We did two things right, I thought later. Somehow, we had found people who were determined to overcome: not just to survive, but to thrive. They had the faith to do so. And the Agros Nicaragua staff had not given up on them, or their abilities. The deep bond of affection between villagers and the all of the staff who companion them in their journey is palpable. Mario Gaitan told me later that he was deeply moved when Jose Luis called him “my good friend.” Tears had come to my own eyes at the very same moment. To be the friend of the poor: there is no higher honor for man or woman, regardless of their social or organizational position.

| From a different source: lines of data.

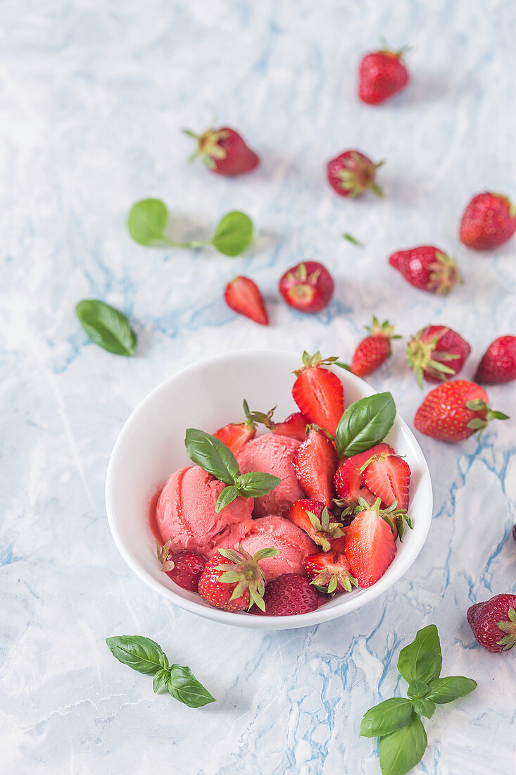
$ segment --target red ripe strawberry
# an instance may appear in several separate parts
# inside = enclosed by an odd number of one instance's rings
[[[495,594],[468,608],[467,618],[480,646],[493,654],[516,646],[516,594]]]
[[[408,83],[408,72],[401,57],[406,51],[381,51],[367,53],[360,62],[359,97],[367,105],[380,105],[400,91]]]
[[[284,517],[304,530],[323,552],[329,551],[332,540],[344,535],[340,522],[319,501],[301,498],[292,504]]]
[[[360,587],[371,587],[396,555],[392,529],[380,515],[380,498],[356,515],[346,535],[346,556]]]
[[[421,291],[446,295],[456,283],[463,282],[455,259],[433,245],[398,250],[389,257],[389,264]]]
[[[313,428],[294,453],[294,470],[308,498],[321,501],[329,508],[333,500],[333,474],[338,457],[326,434]]]
[[[376,453],[366,461],[362,471],[364,484],[382,499],[384,506],[396,501],[397,508],[408,508],[411,468],[406,460],[388,452]]]
[[[332,436],[344,412],[344,388],[336,374],[323,363],[333,363],[336,358],[322,358],[320,353],[303,353],[303,367],[294,374],[292,398],[308,418]]]
[[[411,337],[407,345],[407,362],[423,387],[423,377],[442,382],[459,374],[471,347],[453,329],[427,326]]]
[[[177,554],[169,553],[170,544],[157,546],[157,556],[161,563],[161,570],[174,581],[177,586],[187,589],[191,592],[197,592],[199,579],[206,565],[206,558],[195,552],[184,549]]]
[[[260,157],[246,144],[243,137],[229,126],[208,129],[196,135],[190,129],[183,130],[198,143],[197,151],[191,157],[200,156],[211,172],[218,175],[240,175],[258,167]]]
[[[344,554],[336,552],[322,552],[310,554],[304,558],[304,570],[320,591],[351,592],[352,584],[358,587],[358,582],[350,573],[350,566]]]
[[[250,412],[246,401],[243,402],[243,410],[246,419],[243,422],[229,422],[223,428],[219,428],[213,434],[216,439],[220,439],[234,455],[242,449],[246,441],[254,439],[256,435],[256,423],[267,425],[270,422],[273,410],[266,415],[263,412]]]
[[[395,334],[388,320],[380,323],[373,318],[373,325],[366,326],[370,336],[362,339],[351,361],[351,371],[357,377],[373,374],[390,355],[390,339],[401,339]]]
[[[460,241],[473,250],[491,250],[516,232],[516,207],[501,194],[474,196],[460,222]]]
[[[339,196],[354,199],[370,191],[382,197],[384,192],[376,182],[376,175],[383,164],[373,164],[358,150],[345,150],[328,162],[328,181]]]
[[[253,605],[252,614],[261,616],[294,616],[308,614],[319,607],[319,594],[299,574],[284,574],[265,587],[265,611]]]
[[[431,390],[416,412],[414,425],[426,436],[441,441],[461,441],[480,431],[490,420],[507,420],[501,412],[489,407],[487,394],[483,388],[454,380]]]
[[[260,560],[280,554],[277,549],[260,549],[253,556],[242,547],[219,549],[206,563],[199,580],[203,600],[224,611],[243,611],[254,603],[263,608],[265,575]]]
[[[249,277],[242,275],[228,283],[224,298],[229,307],[261,326],[268,326],[269,315],[260,288]]]
[[[332,300],[333,277],[318,261],[291,267],[280,278],[278,290],[289,307],[300,312],[320,312]]]
[[[513,380],[516,380],[516,336],[499,336],[482,356],[475,381],[498,385]]]
[[[295,412],[293,415],[289,415],[283,422],[271,422],[269,427],[273,433],[277,433],[278,436],[287,436],[291,439],[304,441],[308,425],[308,420],[303,412]]]
[[[369,491],[363,483],[362,467],[372,455],[394,452],[394,449],[384,442],[371,447],[366,452],[360,452],[358,455],[346,458],[340,464],[333,478],[333,484],[343,501],[343,505],[354,508],[358,505],[359,498],[363,498],[370,505],[374,503],[374,495]]]

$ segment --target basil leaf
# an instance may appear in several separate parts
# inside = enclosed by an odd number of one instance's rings
[[[167,691],[171,697],[189,708],[201,708],[215,702],[209,691],[194,677],[189,667],[172,665],[167,680]]]
[[[393,697],[371,708],[362,719],[362,737],[381,737],[409,723],[413,714],[412,701],[404,697]]]
[[[339,456],[350,457],[383,441],[396,417],[390,393],[377,393],[347,408],[337,426],[335,441]]]
[[[215,512],[218,514],[222,512],[228,504],[232,503],[236,498],[238,498],[240,494],[239,490],[232,484],[229,484],[228,487],[225,487],[220,495],[217,498],[217,502],[215,503]]]
[[[184,439],[188,456],[194,463],[225,484],[234,484],[240,474],[236,458],[219,439],[205,431],[188,428]]]
[[[435,710],[435,703],[432,700],[421,698],[414,701],[414,712],[418,713],[420,716],[426,716],[432,718]]]
[[[105,642],[113,656],[133,670],[153,674],[163,669],[160,661],[163,654],[163,649],[150,638],[139,635],[120,635],[106,638]]]
[[[247,498],[267,495],[280,484],[281,480],[278,477],[273,477],[271,474],[261,474],[259,471],[244,474],[237,480],[239,490]]]
[[[476,688],[476,681],[473,678],[465,678],[463,676],[446,676],[445,678],[436,678],[430,684],[430,692],[428,700],[433,700],[444,705],[447,702],[457,700],[459,697],[469,694]]]
[[[238,256],[253,242],[253,221],[245,212],[229,212],[217,225],[211,242],[225,256]]]
[[[418,630],[415,639],[400,652],[397,669],[408,684],[439,678],[442,666],[441,643],[435,625]]]
[[[95,344],[115,355],[133,355],[136,335],[126,315],[96,298],[84,298],[75,308],[79,322]]]
[[[131,208],[127,220],[129,232],[139,245],[163,242],[168,222],[168,210],[161,199],[142,199]]]
[[[380,737],[382,775],[405,775],[421,761],[426,746],[425,727],[419,716],[415,714],[406,726]]]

After the first village, (El Edén, high in the Matagalpa region of Nicaragua), a pattern emerged. All of us would fan out and talk with the villagers, greeting them in what was for most of us rudimentary Spanish, and asking them how they were doing, asking them to show us what they were proud of, what they had accomplished. They would tour us through their work, and we would then return to a community gathering place, where there would be introductions, speeches, prayers and in one case, a short homily from their pastor.
Joel Martínez, the country director, commented: “In this entire area, these are the only campesinos who have daily access to milk for the nutrition of their family members.”

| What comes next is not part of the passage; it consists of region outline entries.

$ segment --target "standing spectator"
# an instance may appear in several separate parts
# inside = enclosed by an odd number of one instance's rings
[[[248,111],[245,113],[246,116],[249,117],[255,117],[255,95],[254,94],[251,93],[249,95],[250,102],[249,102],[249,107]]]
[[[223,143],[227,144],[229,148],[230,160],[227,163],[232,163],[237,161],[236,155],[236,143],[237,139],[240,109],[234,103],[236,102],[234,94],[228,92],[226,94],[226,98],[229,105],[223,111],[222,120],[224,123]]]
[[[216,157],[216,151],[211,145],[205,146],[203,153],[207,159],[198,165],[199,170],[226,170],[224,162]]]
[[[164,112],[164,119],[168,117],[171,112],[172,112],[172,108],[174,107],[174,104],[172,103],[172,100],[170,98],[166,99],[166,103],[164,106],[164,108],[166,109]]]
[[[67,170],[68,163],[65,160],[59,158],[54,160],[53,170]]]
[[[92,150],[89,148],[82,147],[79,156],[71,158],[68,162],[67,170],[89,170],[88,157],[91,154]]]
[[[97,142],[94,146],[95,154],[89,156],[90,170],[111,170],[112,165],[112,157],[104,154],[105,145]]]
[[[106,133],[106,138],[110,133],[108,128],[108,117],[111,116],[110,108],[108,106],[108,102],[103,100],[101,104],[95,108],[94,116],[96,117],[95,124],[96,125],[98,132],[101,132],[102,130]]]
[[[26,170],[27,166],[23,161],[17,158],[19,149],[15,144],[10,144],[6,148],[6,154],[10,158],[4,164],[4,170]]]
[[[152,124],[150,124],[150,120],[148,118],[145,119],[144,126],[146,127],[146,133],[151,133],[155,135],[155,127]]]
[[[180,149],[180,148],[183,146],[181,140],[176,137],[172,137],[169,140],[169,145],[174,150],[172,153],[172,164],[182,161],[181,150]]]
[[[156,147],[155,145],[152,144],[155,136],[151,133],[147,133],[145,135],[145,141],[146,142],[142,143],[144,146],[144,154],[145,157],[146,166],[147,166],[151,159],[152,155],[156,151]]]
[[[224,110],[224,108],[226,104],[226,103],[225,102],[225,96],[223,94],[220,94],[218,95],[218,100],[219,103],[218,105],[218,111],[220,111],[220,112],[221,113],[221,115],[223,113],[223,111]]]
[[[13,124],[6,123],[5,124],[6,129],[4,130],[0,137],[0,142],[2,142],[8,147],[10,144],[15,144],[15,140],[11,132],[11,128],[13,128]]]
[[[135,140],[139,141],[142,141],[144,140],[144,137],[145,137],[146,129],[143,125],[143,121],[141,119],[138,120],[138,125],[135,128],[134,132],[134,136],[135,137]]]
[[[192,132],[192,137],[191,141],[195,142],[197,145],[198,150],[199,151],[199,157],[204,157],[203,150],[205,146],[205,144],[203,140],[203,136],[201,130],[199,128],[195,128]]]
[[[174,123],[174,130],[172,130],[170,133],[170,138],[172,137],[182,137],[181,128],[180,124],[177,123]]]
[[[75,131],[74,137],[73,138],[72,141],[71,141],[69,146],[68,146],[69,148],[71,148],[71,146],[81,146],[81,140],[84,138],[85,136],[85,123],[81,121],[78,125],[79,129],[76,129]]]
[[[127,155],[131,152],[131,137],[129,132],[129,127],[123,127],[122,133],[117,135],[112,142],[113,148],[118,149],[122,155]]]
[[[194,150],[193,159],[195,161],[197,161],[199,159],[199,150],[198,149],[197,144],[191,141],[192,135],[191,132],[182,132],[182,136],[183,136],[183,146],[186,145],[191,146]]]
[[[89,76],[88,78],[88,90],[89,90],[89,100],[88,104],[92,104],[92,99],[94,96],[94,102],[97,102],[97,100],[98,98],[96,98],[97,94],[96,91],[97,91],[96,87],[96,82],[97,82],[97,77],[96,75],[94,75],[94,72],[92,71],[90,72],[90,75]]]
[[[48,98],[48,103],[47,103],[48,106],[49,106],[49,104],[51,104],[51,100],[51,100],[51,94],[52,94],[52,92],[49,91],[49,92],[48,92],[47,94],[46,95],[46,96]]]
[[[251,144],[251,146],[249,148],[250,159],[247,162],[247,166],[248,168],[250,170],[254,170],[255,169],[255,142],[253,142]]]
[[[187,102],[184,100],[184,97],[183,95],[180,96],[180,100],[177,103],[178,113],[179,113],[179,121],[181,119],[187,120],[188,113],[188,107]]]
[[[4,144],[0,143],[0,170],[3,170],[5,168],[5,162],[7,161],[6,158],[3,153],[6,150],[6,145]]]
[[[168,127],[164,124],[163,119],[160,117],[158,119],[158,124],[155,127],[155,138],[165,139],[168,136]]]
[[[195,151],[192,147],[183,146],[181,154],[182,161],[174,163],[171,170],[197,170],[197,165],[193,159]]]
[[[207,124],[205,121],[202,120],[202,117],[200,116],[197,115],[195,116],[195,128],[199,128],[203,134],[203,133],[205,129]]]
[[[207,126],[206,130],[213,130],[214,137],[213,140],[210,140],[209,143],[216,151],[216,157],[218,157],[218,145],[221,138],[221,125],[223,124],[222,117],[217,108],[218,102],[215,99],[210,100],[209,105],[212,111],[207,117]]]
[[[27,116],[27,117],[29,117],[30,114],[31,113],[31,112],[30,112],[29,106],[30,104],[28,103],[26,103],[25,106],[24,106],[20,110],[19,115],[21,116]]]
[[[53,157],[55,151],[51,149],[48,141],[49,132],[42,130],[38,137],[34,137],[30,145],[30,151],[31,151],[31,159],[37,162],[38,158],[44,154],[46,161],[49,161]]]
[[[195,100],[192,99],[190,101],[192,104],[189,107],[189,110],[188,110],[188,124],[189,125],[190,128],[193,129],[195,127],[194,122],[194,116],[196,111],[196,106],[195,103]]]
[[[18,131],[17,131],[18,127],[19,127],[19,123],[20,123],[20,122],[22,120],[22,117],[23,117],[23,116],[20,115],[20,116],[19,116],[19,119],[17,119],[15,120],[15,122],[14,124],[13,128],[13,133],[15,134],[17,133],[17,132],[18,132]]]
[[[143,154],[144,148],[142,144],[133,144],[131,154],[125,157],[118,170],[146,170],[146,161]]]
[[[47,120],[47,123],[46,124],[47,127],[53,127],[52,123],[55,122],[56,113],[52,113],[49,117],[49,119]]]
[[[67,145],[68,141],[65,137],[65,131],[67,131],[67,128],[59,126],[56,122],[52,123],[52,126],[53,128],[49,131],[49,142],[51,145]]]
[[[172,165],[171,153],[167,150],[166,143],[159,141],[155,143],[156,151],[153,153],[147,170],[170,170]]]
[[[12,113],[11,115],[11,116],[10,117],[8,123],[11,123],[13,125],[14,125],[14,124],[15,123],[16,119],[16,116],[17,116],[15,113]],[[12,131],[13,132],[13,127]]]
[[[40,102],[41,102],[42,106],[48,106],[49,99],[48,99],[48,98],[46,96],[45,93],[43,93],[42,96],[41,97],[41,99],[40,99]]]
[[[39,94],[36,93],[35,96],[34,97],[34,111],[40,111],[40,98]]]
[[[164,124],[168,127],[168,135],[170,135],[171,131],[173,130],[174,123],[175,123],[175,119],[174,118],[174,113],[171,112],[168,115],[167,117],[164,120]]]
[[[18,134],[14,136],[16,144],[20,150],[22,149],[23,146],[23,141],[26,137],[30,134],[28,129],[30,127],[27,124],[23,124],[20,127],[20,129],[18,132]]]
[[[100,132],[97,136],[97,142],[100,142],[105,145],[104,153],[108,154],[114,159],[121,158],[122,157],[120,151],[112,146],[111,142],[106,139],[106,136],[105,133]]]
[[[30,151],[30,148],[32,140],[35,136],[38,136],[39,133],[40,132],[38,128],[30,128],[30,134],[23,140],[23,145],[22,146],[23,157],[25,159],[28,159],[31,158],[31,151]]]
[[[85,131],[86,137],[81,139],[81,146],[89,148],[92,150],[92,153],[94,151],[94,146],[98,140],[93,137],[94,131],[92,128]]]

The settlers we were visiting, however, had help: Agros agronomists who were working with them to maximize the yield of their crops and take advantage of the best market opportunities. Agros business people, who were negotiating price and teaching the villagers how to do that for themselves. Agros human development experts, who were supporting communities by building conflict resolution skills and equipping youth councils with their own agendas for the development of their villages. All of these are led by a country director whose vision and commitment to the teamwork of restoring, equipping, and enabling the poor is clearly aimed at lifting his country out of poverty, one village at a time.
Each day was long: Early starts, many meetings, long drives, hikes through rugged terrain in extreme heat and humidity. Over dinner, we would debrief about the many individual and collective conversations and encounters we had had. The table would be animated with conversations and cross-generational interchange: eager analysis and wise perspective, meeting over this act of walking with the poor.
Then it is their turn. Their leader, Pablo Gustavo, is a confident man who begins by describing who they are. Most of them are Guatemalan refugees who settled in Mexico after fleeing the civil wars in their own country. This group is made up of people from five different tribes, each with their own language: Chuj, mam, mimam, acateco, and kanjobal. Most of the men speak Spanish as a second language; they have to, in order to work as hired hands. There are some 20 families in this group, with about 80 children. They have banded together for survival, and their faces show how necessary that is.
Mechora has to be coached forward to speak, and our interpreter has to lean over to hear her quiet voice: she has 14 children, she says. Then she remembers: it’s 15. The immediate response from the women in our group does not have to be translated: “Ai-yai-yai!” Everyone laughs, including Mechora, who covers her mouth.
The World Bank has given seed money for Mexico #6, but it’s about 25% of what Agros needs to complete the village. Others have given as well, but we’re not at full funding yet, and the Agros International board requires five years of full funding in order to approve a new village.